Here is some sample code in R:
f = function(x, a, b, alpha){
y = log((cosh(2*alpha*pi*a)+cosh(2*alpha*pi*x))/(cosh(2*alpha*pi*b)+cosh(2*alpha*pi*x)))
y = y/pi/alpha/6
return(y)
}
f
is our distribution. Let's plot it for a sequence of x
plot(0, type = "n", xlim = c(-5,5), ylim = c(0,0.4))
x = seq(-100,100,length.out = 10001L)
for(i in 1:10){
y = f(x = x, a = 2, b = 1, alpha = seq(0.1,2, length.out = 10L)[i]); print(paste("integral =", round(sum(0.02*y), 3L)))

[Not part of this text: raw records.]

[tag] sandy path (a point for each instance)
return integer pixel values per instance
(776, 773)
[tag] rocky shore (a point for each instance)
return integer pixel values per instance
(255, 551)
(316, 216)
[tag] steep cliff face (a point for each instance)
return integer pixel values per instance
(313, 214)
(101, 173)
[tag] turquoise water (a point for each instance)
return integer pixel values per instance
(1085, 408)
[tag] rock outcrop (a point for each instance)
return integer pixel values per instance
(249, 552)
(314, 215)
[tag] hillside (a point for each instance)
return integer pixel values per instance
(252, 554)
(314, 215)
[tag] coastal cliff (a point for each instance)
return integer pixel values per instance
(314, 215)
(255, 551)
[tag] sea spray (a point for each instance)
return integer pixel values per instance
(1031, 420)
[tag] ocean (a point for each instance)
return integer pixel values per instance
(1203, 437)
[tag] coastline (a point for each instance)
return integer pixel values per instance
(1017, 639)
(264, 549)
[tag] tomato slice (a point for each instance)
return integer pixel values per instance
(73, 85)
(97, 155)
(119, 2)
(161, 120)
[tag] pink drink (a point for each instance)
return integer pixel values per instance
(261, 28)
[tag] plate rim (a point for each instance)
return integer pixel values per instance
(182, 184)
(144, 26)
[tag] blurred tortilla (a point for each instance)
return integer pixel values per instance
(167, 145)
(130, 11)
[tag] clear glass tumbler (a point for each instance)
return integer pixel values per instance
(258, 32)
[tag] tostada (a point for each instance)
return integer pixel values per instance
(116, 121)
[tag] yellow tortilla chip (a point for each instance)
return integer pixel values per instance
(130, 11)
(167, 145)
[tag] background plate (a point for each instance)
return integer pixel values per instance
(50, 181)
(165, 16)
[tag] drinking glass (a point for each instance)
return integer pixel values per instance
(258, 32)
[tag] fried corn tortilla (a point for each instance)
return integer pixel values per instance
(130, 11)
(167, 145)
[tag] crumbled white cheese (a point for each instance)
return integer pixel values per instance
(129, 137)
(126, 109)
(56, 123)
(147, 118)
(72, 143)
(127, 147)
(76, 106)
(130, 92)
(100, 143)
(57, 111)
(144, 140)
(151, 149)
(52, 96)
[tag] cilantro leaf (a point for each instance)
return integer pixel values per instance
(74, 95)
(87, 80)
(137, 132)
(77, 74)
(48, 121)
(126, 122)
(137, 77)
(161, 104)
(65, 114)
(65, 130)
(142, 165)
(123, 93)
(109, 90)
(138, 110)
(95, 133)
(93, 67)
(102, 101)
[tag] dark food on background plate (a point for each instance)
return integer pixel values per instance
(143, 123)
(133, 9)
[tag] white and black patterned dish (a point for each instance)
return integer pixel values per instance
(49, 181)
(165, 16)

lines(x, y, type = "l", col = rainbow(10, alpha = 0.5)[i], lwd = 4)
}
legend("topright", paste("alpha =", round(seq(0.1,2, length.out = 10L), 3L)), col = rainbow(10), lwd = 4)
Console output:
#[1] "integral = 1"
#[1] "integral = 1"
#[1] "integral = 1"
#[1] "integral = 1"
#[1] "integral = 1"
#[1] "integral = 1"
#[1] "integral = 1"
#[1] "integral = NaN" #I suspect underflow, inspecting the plots don't show divergence at all
#[1] "integral = NaN"
#[1] "integral = NaN"
And plot:
You could change a
and b
, approximately the start and end of the slope respectively, but then further normalization would be needed, and I didn't calculate it (that's why I'm using a = 2
and b = 1
in the plot).
If you are looking for something very simple, with a central plateau and the sides of a triangle distribution, you can for instance combine N triangle distributions, N depending on the desired ratio between the plateau and the descent. Why triangles, because their sampling functions already exist in most languages. You randomly sort from one of them.
In R that would give:
library(triangle)
rplateau = function(n=1){
replicate(n, switch(sample(1:3, 1), rtriangle(1, 0, 2), rtriangle(1, 1, 3), rtriangle(1, 2, 4)))
}
hist(rplateau(1E5), breaks=200)
Here's a pretty one: the product of two logistic functions.
(1/B) * 1/(1+exp(A*(x-B))) * 1/(1+exp(-A*(x+B)))
This has the benefit of not being piecewise.
B adjusts the width and A adjusts the steepness of the drop off. Shown below are B=1:6 with A=2. Note: I haven't taken the time to figure out how to properly normalize this.